Il gaslighting è una forma subdola di manipolazione psicologica che mina l’autostima e la percezione della realtà. Cos’è, come riconoscerlo e come difendersi.
I rapporti di coppia sin dall’apparizione di Adamo e Eva sulla faccia della Terra sono stati sempre difficili, complicati, conflittuali. Forse se non ci fosse l’attrazione sessuale, la coppia si sbranerebbe a vicenda. I femminicidi, di cui, purtroppo, è ricca la cronaca, derivano da un’agghiacciante idea da parte del maschio di controllo coercitivo. Comunque, quando si è in crisi e la coppia (s)coppia le criticità sorgono lo stesso.
C’ è sempre qualcuno dei due che riesce a dominare (spesso il maschio) dubitando delle parole dette dall’altro, della sua capacità mnemonica e dell’attendibilità delle sue affermazioni. Innescando così un meccanismo perverso, definito dalla psicologia col termine “gaslighting”. Il… gas comune, se viene inalato, provoca seri danni alla salute fino alla morte. Nemmeno questo scherza, perché una persona cerca di manipolare l’altra, che comincia a non essere consapevole della realtà, dei ricordi e della sua capacità di valutazione. La locuzione deriva da un film del 1944 con lo stesso titolo (in italiano Angoscia) diretto da George Cukor. Narra la storia di una giovane coppia (la parte femminile è divinamente interpretata da Ingrid Bergman, a cui fu assegnato l’Oscar come migliore attrice protagonista) e dei loro sconvolgimenti psicologici attraverso cui il marito fa credere alla consorte di essere pazza.
La manipolazione affettiva raggiunge il culmine nei rapporti disfunzionali e tossici. Il “gaslighting” inasprisce la dipendenza affettiva in quanto più si è manipolati, più ci si lega al proprio torturatore.

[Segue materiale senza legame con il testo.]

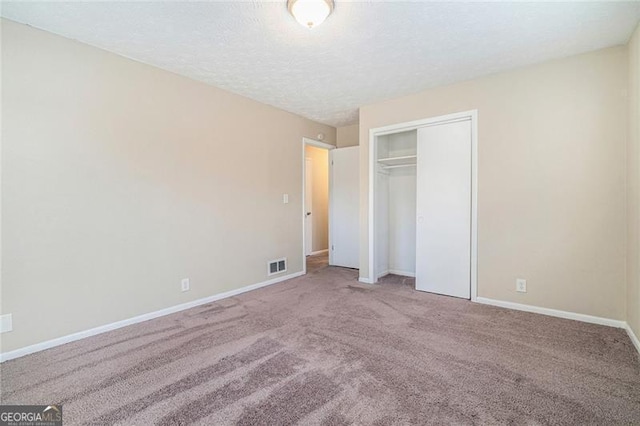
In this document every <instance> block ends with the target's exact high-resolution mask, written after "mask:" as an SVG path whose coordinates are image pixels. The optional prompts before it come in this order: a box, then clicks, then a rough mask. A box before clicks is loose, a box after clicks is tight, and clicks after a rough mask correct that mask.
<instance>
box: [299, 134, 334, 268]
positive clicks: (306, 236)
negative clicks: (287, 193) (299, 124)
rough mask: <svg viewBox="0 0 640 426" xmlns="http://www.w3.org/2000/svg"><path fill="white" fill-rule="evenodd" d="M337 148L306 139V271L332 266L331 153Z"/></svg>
mask: <svg viewBox="0 0 640 426" xmlns="http://www.w3.org/2000/svg"><path fill="white" fill-rule="evenodd" d="M334 148H335V147H334V146H333V145H329V144H326V143H324V142H319V141H315V140H312V139H307V138H305V139H303V142H302V152H303V162H302V163H303V169H304V170H303V203H302V204H303V244H302V247H303V255H304V258H303V259H304V272H305V273H313V272H316V271H318V270H320V269H322V268H324V267H326V266H328V265H329V191H330V184H329V179H330V178H329V151H330V150H332V149H334Z"/></svg>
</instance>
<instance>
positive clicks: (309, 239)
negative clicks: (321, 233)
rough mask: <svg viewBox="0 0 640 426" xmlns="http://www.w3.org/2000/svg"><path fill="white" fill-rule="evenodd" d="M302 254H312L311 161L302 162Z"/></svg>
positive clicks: (310, 254) (312, 223) (312, 201)
mask: <svg viewBox="0 0 640 426" xmlns="http://www.w3.org/2000/svg"><path fill="white" fill-rule="evenodd" d="M304 211H305V216H304V254H305V256H309V255H311V253H312V252H313V161H311V159H310V158H305V160H304Z"/></svg>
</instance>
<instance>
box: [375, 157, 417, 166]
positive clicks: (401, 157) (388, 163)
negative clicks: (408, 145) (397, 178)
mask: <svg viewBox="0 0 640 426" xmlns="http://www.w3.org/2000/svg"><path fill="white" fill-rule="evenodd" d="M416 159H417V156H415V155H404V156H402V157H388V158H379V159H378V163H380V165H381V166H383V167H384V168H396V167H405V166H415V165H416Z"/></svg>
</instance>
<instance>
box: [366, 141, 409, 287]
mask: <svg viewBox="0 0 640 426" xmlns="http://www.w3.org/2000/svg"><path fill="white" fill-rule="evenodd" d="M416 149H417V131H416V130H412V131H407V132H401V133H394V134H390V135H384V136H379V137H378V138H377V150H376V151H377V153H376V159H377V173H376V212H375V216H376V240H377V241H376V260H377V262H376V275H377V278H380V277H382V276H384V275H387V274H390V273H391V274H396V275H404V276H410V277H413V276H415V267H416V167H415V158H416V157H415V156H416Z"/></svg>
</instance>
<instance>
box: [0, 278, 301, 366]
mask: <svg viewBox="0 0 640 426" xmlns="http://www.w3.org/2000/svg"><path fill="white" fill-rule="evenodd" d="M301 275H304V273H303V272H295V273H293V274H288V275H284V276H281V277H277V278H273V279H270V280H267V281H263V282H261V283H257V284H252V285H248V286H245V287H241V288H238V289H235V290H230V291H226V292H224V293H219V294H214V295H213V296H208V297H204V298H202V299H198V300H193V301H191V302H187V303H181V304H180V305H175V306H170V307H168V308H164V309H160V310H159V311H154V312H149V313H146V314H142V315H138V316H136V317H133V318H128V319H124V320H121V321H116V322H113V323H111V324H105V325H101V326H99V327H95V328H92V329H89V330H84V331H79V332H77V333H73V334H69V335H67V336H62V337H58V338H56V339H52V340H47V341H45V342H41V343H36V344H35V345H30V346H25V347H24V348H20V349H16V350H13V351H9V352H5V353H1V354H0V363H1V362H4V361H8V360H10V359H15V358H19V357H21V356H25V355H29V354H32V353H34V352H40V351H43V350H45V349H49V348H53V347H56V346H60V345H64V344H65V343H70V342H75V341H76V340H80V339H84V338H86V337H91V336H95V335H97V334H102V333H106V332H107V331H111V330H116V329H118V328H122V327H126V326H128V325H132V324H137V323H139V322H143V321H148V320H151V319H154V318H158V317H162V316H165V315H169V314H173V313H176V312H180V311H184V310H185V309H190V308H193V307H196V306H200V305H204V304H206V303H211V302H215V301H217V300H221V299H226V298H228V297H233V296H237V295H238V294H242V293H246V292H248V291H251V290H256V289H259V288H261V287H266V286H268V285H272V284H276V283H279V282H282V281H286V280H290V279H292V278H296V277H299V276H301Z"/></svg>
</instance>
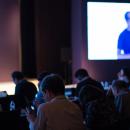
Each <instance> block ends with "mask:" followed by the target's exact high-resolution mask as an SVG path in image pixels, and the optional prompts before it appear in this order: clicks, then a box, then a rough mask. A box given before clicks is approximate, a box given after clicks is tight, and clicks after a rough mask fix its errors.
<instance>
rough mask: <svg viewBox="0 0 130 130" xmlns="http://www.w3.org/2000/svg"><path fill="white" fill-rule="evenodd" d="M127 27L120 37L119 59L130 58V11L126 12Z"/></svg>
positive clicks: (129, 58)
mask: <svg viewBox="0 0 130 130" xmlns="http://www.w3.org/2000/svg"><path fill="white" fill-rule="evenodd" d="M125 20H126V23H127V28H126V29H125V30H123V31H122V32H121V33H120V35H119V38H118V45H117V47H118V50H117V55H118V59H130V11H128V12H126V13H125Z"/></svg>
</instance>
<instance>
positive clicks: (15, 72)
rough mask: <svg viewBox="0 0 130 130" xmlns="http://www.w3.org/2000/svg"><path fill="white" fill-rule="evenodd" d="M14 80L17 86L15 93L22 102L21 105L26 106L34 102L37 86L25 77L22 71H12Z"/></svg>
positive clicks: (22, 105) (36, 90)
mask: <svg viewBox="0 0 130 130" xmlns="http://www.w3.org/2000/svg"><path fill="white" fill-rule="evenodd" d="M12 79H13V82H14V83H15V84H16V86H15V95H16V96H18V99H19V100H20V102H21V107H26V106H27V105H29V104H32V101H33V99H34V98H35V95H36V93H37V88H36V86H35V85H34V84H33V83H32V82H29V81H27V80H26V79H25V77H24V75H23V73H22V72H20V71H14V72H13V73H12Z"/></svg>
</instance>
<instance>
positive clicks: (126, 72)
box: [117, 67, 130, 85]
mask: <svg viewBox="0 0 130 130" xmlns="http://www.w3.org/2000/svg"><path fill="white" fill-rule="evenodd" d="M117 77H118V80H123V81H125V82H126V83H128V84H129V85H130V70H129V68H127V67H124V68H121V69H120V71H119V72H118V73H117Z"/></svg>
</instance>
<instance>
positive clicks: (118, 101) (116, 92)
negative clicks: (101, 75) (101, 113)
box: [112, 80, 130, 130]
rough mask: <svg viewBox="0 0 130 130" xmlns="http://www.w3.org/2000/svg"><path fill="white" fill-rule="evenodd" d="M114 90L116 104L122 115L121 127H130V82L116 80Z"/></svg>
mask: <svg viewBox="0 0 130 130" xmlns="http://www.w3.org/2000/svg"><path fill="white" fill-rule="evenodd" d="M112 92H113V94H114V96H115V101H114V102H115V106H116V110H117V112H118V113H119V117H120V120H121V121H120V124H119V125H120V128H122V129H123V130H128V129H129V128H130V124H129V122H130V92H129V90H128V84H127V83H126V82H125V81H123V80H116V81H113V83H112Z"/></svg>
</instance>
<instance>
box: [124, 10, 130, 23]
mask: <svg viewBox="0 0 130 130" xmlns="http://www.w3.org/2000/svg"><path fill="white" fill-rule="evenodd" d="M129 13H130V11H127V12H126V13H125V20H126V21H127V20H128V19H129V18H128V14H129Z"/></svg>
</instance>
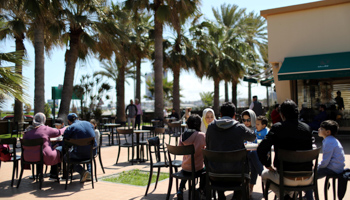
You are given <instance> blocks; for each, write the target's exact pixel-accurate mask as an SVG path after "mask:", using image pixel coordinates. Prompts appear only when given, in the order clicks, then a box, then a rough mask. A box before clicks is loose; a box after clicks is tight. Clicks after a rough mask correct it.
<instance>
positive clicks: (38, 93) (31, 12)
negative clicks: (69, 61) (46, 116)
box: [24, 0, 61, 113]
mask: <svg viewBox="0 0 350 200" xmlns="http://www.w3.org/2000/svg"><path fill="white" fill-rule="evenodd" d="M60 7H61V4H60V1H59V0H33V1H24V8H25V9H26V13H27V14H28V16H30V19H31V21H32V23H31V27H32V30H33V38H32V40H33V43H34V49H35V91H34V113H37V112H44V107H45V57H44V50H45V38H46V37H45V27H46V25H47V23H46V22H47V21H54V17H55V16H56V15H57V11H58V10H59V8H60ZM47 40H49V39H47Z"/></svg>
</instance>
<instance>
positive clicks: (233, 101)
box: [232, 79, 238, 107]
mask: <svg viewBox="0 0 350 200" xmlns="http://www.w3.org/2000/svg"><path fill="white" fill-rule="evenodd" d="M232 103H234V104H235V105H236V107H238V105H237V81H236V80H234V79H232Z"/></svg>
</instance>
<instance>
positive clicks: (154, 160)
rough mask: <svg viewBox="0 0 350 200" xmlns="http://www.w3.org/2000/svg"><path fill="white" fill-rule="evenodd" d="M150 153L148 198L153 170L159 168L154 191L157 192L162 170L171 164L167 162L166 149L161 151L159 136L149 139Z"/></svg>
mask: <svg viewBox="0 0 350 200" xmlns="http://www.w3.org/2000/svg"><path fill="white" fill-rule="evenodd" d="M148 152H149V158H150V174H149V179H148V184H147V189H146V193H145V196H147V193H148V189H149V186H150V184H151V180H152V175H153V168H155V167H156V168H158V171H157V179H156V183H155V186H154V190H155V189H156V188H157V184H158V179H159V174H160V169H161V168H162V167H168V166H169V163H168V162H167V159H166V153H165V151H164V149H163V150H161V149H160V143H159V137H158V136H156V137H153V138H149V139H148ZM163 156H164V158H163V159H162V157H163ZM176 171H177V170H176Z"/></svg>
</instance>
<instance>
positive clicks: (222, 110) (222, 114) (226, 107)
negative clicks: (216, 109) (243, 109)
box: [220, 102, 236, 117]
mask: <svg viewBox="0 0 350 200" xmlns="http://www.w3.org/2000/svg"><path fill="white" fill-rule="evenodd" d="M220 113H221V115H222V116H223V117H224V116H228V117H233V116H235V114H236V106H235V104H233V103H232V102H225V103H223V104H222V105H221V107H220Z"/></svg>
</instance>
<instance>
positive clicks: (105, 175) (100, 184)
mask: <svg viewBox="0 0 350 200" xmlns="http://www.w3.org/2000/svg"><path fill="white" fill-rule="evenodd" d="M104 141H106V142H107V138H104ZM166 141H167V140H166ZM340 141H341V143H342V144H343V146H344V148H345V152H346V167H348V168H350V163H349V162H350V137H342V138H341V139H340ZM106 142H104V145H103V147H102V150H101V151H102V160H103V163H104V167H105V171H106V173H105V174H103V172H102V170H101V168H100V166H99V163H98V161H97V165H98V166H97V175H98V178H99V181H98V182H97V183H96V182H95V189H92V187H91V182H86V183H80V182H79V175H78V174H75V176H74V177H75V179H74V180H73V182H72V183H71V184H70V185H68V189H67V190H64V184H65V182H64V181H61V183H60V184H58V183H57V182H53V181H50V180H49V178H45V179H44V182H43V188H42V190H39V183H36V182H34V181H33V180H31V179H29V176H30V175H31V171H30V170H25V171H24V174H23V178H22V182H21V185H20V188H19V189H17V188H16V187H13V188H12V187H10V184H11V174H12V163H2V165H1V169H0V198H5V199H26V200H27V199H28V200H29V199H37V198H50V199H62V200H63V199H117V200H119V199H120V200H127V199H130V200H134V199H135V200H136V199H152V200H157V199H160V200H164V199H165V198H166V192H167V187H168V179H167V180H163V181H161V182H160V183H158V186H157V189H156V190H153V189H154V184H152V185H151V186H150V190H149V194H148V195H147V196H144V193H145V191H146V187H140V186H131V185H124V184H116V183H110V182H104V181H102V180H101V179H102V178H103V177H106V176H110V175H113V174H116V173H120V172H122V171H127V170H131V169H135V168H138V169H141V170H149V162H146V163H142V164H136V165H131V164H130V163H128V162H126V160H127V149H125V148H122V152H121V156H120V158H119V163H118V164H117V165H116V164H115V161H116V156H117V150H118V146H105V144H106ZM18 150H20V149H18ZM321 156H322V155H320V158H321ZM163 171H164V172H168V170H167V169H164V170H163ZM257 183H258V184H257V185H256V186H255V187H254V191H253V192H254V193H253V199H255V200H260V199H263V197H262V190H261V184H260V183H261V179H260V177H259V178H258V180H257ZM16 184H17V180H15V186H16ZM318 184H319V194H320V199H321V200H323V199H324V196H323V185H324V179H321V180H319V181H318ZM173 185H175V184H173ZM349 187H350V186H349V185H348V192H347V194H346V196H345V197H344V199H345V200H346V199H350V188H349ZM175 191H176V189H175V186H173V188H172V195H171V198H170V199H176V195H174V194H175ZM226 194H227V195H229V196H228V197H227V199H231V197H232V192H227V193H226ZM187 195H188V193H187V192H185V197H184V198H185V199H187ZM331 195H332V191H331V190H330V191H329V199H332V197H331ZM269 199H273V194H272V193H270V195H269Z"/></svg>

Una sorta di riedizione della “sindrome di Stoccolma”, in cui un legame traumatico produce una situazione paradossale, dove la vittima avverte un sentimento di simpatia, empatia, fiducia, attaccamento e persino amore nei confronti dell’aggressore o sequestratore che detiene una posizione di potere nei confronti della vittima stessa. Per la cronaca, il nome deriva da una rapina presso la Sveriges Kreditbanken di Stoccolma, avvenuta nel 1973. I rapinatori, due galeotti evasi dal carcere, si barricarono con quattro ostaggi, tre donne ed un uomo, nei sotterranei della banca.
Alla fine dopo 130 ore di trattative gli ostaggi furono liberati. Gli investigatori utilizzarono, per la prima volta, dei test psicologici sui sopravvissuti alla triste vicenda, da cui emerse che avevano più timore degli agenti che dei rapinatori.
La vittima di “gaslighting” viene logorata lentamente fino a non essere capace di decidere in autonomia. In questo modo cresce la dipendenza psicologica dal manipolatore, il quale la isola dai rapporti esterni per aumentarne il controllo. Questo rapporto malsano, per la vittima è il solo modo per avere attenzione e consenso. Ne consegue che chi ne è vittima perde la propria identità e il suo atteggiamento e i pensieri si conformano a quelli dell’aguzzino.
L’autostima praticamente si annulla, mentre cresce il senso di colpa e il terrore. La psicologia ha diffuso una sorta di manuale di difesa, che prevede i seguenti steps: consapevolezza di essere vittima di “gaslighting”; ritrovare l’indipendenza emotiva; fissare dei paletti; chiedere aiuto alla psicoterapia; riprendere le relazioni esterne. Senza voler confutare queste affermazioni, sorge spontaneo un quesito: “Se si riesce ad attuare queste indicazioni, vuol dire che non si è ancora caduti nel vortice della dipendenza affettiva. Una volta fagocitati dal meccanismo, si è impotenti, per cui i consigli della psicologa potrebbero produrre benefici in un’ottica di prevenzione, non di terapia!”.